Pela proibição do uso aleatório do "eu te amo"



Se tem uma coisa que me irrita, é gente que sai por aí anunciando seus sentimentos num megafone pra ser ouvido num raio de 15 km. Não precisa. Eu não quero saber, o caixa da padaria e a moça do correio também não. Principalmente quando você de fato não sente. Larga mão de ser drama queen e pára com isso.
Pior do que anunciar, é banalizar. Porque tudo bem, se você tá morrendo de amores e acha que nada mais fará sentido se você não anunciar isso numa faixa que vai ser puxada por um avião furreca na praia, VAI FUNDO, amigão. Mas por favor, tenha certeza do que tá sentindo, por que ninguém aguenta aquele povo que se conhece faz 4 dias e já se ama profundamente.
Parece que quanto mais a pessoa repete, menos é verdade. “Eu te amo” quarenta e cinco vezes por dia. É bem provável que a pessoa tenha ouvido na primeira vez, então as outras quarenta e quatro, sinto te informar, foram gasto de saliva. É coisa de gente insegura. “eu te amo, tá?” “não esquece que eu te amo” “já disse que eu te amo hoje?”. Já, pelo amor de Deus, agora pare. Deixa de ser inseguro e vira o disco.

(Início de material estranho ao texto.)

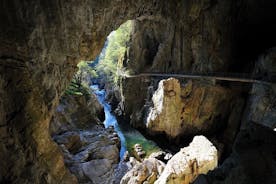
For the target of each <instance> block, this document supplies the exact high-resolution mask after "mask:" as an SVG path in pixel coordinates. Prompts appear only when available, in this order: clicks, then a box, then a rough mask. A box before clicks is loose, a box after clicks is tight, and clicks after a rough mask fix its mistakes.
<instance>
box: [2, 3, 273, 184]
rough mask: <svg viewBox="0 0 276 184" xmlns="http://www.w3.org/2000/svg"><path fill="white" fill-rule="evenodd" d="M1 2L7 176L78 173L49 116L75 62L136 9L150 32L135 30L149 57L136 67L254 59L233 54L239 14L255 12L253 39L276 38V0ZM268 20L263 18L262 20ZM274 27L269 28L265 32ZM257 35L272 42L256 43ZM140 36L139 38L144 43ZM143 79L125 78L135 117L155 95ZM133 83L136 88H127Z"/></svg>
mask: <svg viewBox="0 0 276 184" xmlns="http://www.w3.org/2000/svg"><path fill="white" fill-rule="evenodd" d="M0 4H1V6H0V10H1V11H0V12H1V13H0V32H1V34H0V63H1V64H0V95H1V99H0V132H1V134H0V139H1V141H0V159H1V165H0V181H1V182H4V183H74V181H76V179H75V178H74V177H73V176H72V175H71V174H70V173H69V171H68V170H67V169H66V168H65V167H64V163H63V159H62V156H61V153H60V151H59V150H58V147H57V145H55V144H54V142H53V141H52V140H51V138H50V135H49V132H48V130H49V122H50V120H51V117H52V115H53V113H54V110H55V109H56V106H57V105H58V101H59V98H60V97H61V96H62V94H63V91H64V90H65V89H66V87H67V86H68V84H69V82H70V80H71V78H72V75H73V73H74V71H75V70H76V64H77V62H78V61H79V60H80V59H93V58H95V57H96V56H97V54H98V53H99V52H100V49H101V48H102V46H103V44H104V40H105V39H106V36H107V34H109V33H110V32H111V31H112V30H113V29H114V28H116V27H118V26H119V25H120V24H122V23H123V22H124V21H126V20H128V19H136V18H138V17H139V19H138V20H139V21H141V24H140V25H139V26H140V27H137V29H136V33H137V34H136V35H138V33H139V35H141V36H142V37H139V36H137V37H133V38H135V40H136V42H133V46H135V47H134V49H133V50H132V51H131V52H130V55H133V58H139V57H140V56H139V55H141V58H140V59H133V60H131V61H133V62H131V63H129V68H130V69H133V70H134V71H138V72H140V71H147V70H153V69H154V71H162V72H173V71H188V72H189V71H196V72H204V71H207V72H213V71H221V72H226V71H228V66H229V65H230V66H231V64H234V65H235V64H237V66H236V68H238V67H239V64H240V63H245V64H247V63H248V61H244V60H239V61H236V62H234V63H232V62H231V56H232V55H231V53H232V51H233V50H232V48H234V47H233V42H236V41H235V40H232V39H231V38H232V35H233V34H236V33H239V28H238V27H239V26H236V27H237V28H236V27H235V23H236V22H237V20H240V18H243V19H245V20H248V21H247V22H246V23H247V24H246V25H245V26H247V25H253V26H254V27H253V28H252V29H251V27H249V28H247V29H243V31H244V33H245V34H244V35H245V36H246V35H251V36H252V37H251V39H250V37H246V38H247V39H248V40H246V39H241V40H243V41H244V42H246V46H249V45H261V46H262V47H267V46H266V45H265V42H266V41H267V40H269V41H270V43H271V42H273V39H272V38H273V36H274V35H275V34H274V33H275V28H273V27H271V26H268V27H265V29H264V26H262V25H264V24H270V23H271V22H275V18H274V16H273V15H274V13H271V14H269V13H268V14H266V12H274V7H275V1H273V0H267V1H262V3H260V1H258V0H252V1H249V0H245V1H242V2H240V1H235V0H230V1H229V0H221V1H212V0H197V1H192V0H186V1H180V0H179V1H156V0H120V1H118V0H112V1H96V0H88V1H78V2H76V1H74V0H68V1H67V0H66V1H65V0H61V1H56V0H48V1H43V2H42V1H35V0H29V1H25V2H23V1H20V0H13V1H10V0H2V1H1V3H0ZM259 5H262V6H259ZM252 6H253V8H252ZM266 8H268V9H269V10H270V11H267V9H266ZM252 9H253V10H261V11H250V10H252ZM244 10H247V11H244ZM271 10H272V11H271ZM244 12H246V13H244ZM248 12H253V13H248ZM255 12H261V13H263V12H264V14H263V15H262V16H259V15H257V16H254V18H253V19H251V17H250V16H248V15H251V14H255ZM240 13H242V14H240ZM244 14H245V16H244V17H241V16H240V15H242V16H243V15H244ZM247 18H248V19H247ZM263 19H265V20H266V21H263ZM144 20H145V21H147V22H148V23H147V24H145V23H144V22H143V21H144ZM255 22H256V23H257V24H255ZM260 22H264V23H262V24H261V26H258V25H259V23H260ZM243 23H244V22H242V25H243ZM143 25H144V26H143ZM150 25H155V26H154V27H151V26H150ZM256 25H257V26H256ZM273 25H274V24H273ZM146 26H147V27H146ZM143 27H145V29H144V28H143ZM138 28H139V29H138ZM235 28H236V29H235ZM255 28H258V30H260V31H261V32H260V33H261V34H260V33H259V32H254V30H255ZM270 28H272V29H270ZM139 30H143V31H141V32H140V31H139ZM144 30H145V31H144ZM267 30H269V31H270V32H271V34H267V36H266V31H267ZM252 32H253V33H255V35H254V34H252ZM163 33H164V34H163ZM248 33H250V34H248ZM156 35H157V36H156ZM244 35H241V37H242V36H244ZM260 35H265V37H266V38H268V39H262V37H261V36H260ZM256 37H259V38H260V40H264V41H263V43H264V44H252V42H251V40H252V38H256ZM141 38H142V39H141ZM236 39H237V40H239V38H236ZM133 40H134V39H133ZM139 40H140V41H141V44H140V43H139V42H138V43H139V44H136V43H137V41H139ZM238 43H239V42H238ZM273 44H275V43H273ZM241 45H242V46H244V45H243V44H241ZM263 45H265V46H263ZM269 47H271V46H269ZM151 48H153V49H151ZM244 48H246V49H247V50H248V52H246V53H252V50H251V48H252V47H248V48H247V47H242V49H239V48H238V49H237V50H236V52H237V53H236V54H239V53H240V52H242V51H243V50H244ZM137 51H138V52H137ZM140 51H141V52H140ZM254 51H255V50H254ZM134 53H136V54H134ZM141 53H142V54H141ZM241 61H243V62H241ZM239 62H240V63H239ZM139 63H141V66H139ZM142 63H145V65H144V66H142V65H143V64H142ZM152 64H154V65H152ZM130 65H131V66H130ZM136 69H137V70H136ZM241 70H242V69H241ZM134 80H135V79H134ZM140 83H141V85H140V86H139V85H137V84H139V82H137V83H133V81H132V80H128V81H126V82H125V84H124V91H125V92H124V97H125V109H126V114H127V115H128V116H129V117H130V116H131V115H132V117H133V119H135V120H137V121H135V122H139V120H141V118H143V116H140V114H139V113H137V112H140V111H141V109H142V107H143V105H144V103H143V102H144V101H143V100H144V99H145V98H146V95H147V93H146V92H142V93H141V89H142V90H143V89H147V85H145V84H143V82H142V81H140ZM131 86H134V88H133V89H129V87H131ZM133 91H134V92H133ZM136 97H139V98H136ZM132 99H135V100H137V101H139V104H136V105H137V106H136V105H135V103H136V102H134V101H132ZM140 117H141V118H140ZM135 122H134V123H135ZM52 155H56V157H52Z"/></svg>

Adolescente que ama todo mundo da sala com o maior amor do universo universal. Vamos ver se quando o colégio acabar, você lembra o nome de 50% deles. Porque eu admito, lembro não, e eu nem sou tão velha assim. É claro que tem gente que você ama, mas selecione essas pessoas. Nem tem graça amar todo mundo, não detestar ninguém no colégio.
O pior de tudo, é que muitas das pessoas que te dizem “eu te amo”, são as últimas a estarem ao seu lado e segurar a barra no dia que a coisa ficar preta. Como disse uma paciente em House: “Eu tenho muitos amigos, mas nenhum que queira vir até aqui e segurar a minha mão enquanto eu morro”.
Guarde os “eu te amo” pra quem realmente merece, em momentos que sejam realmente importantes, que façam a diferença. Porque ao contrário das mentiras que viram verdades ao serem repetidas demais, “eu te amo” a cada cinco minutos faz com que os verdadeiros passem despercebidos.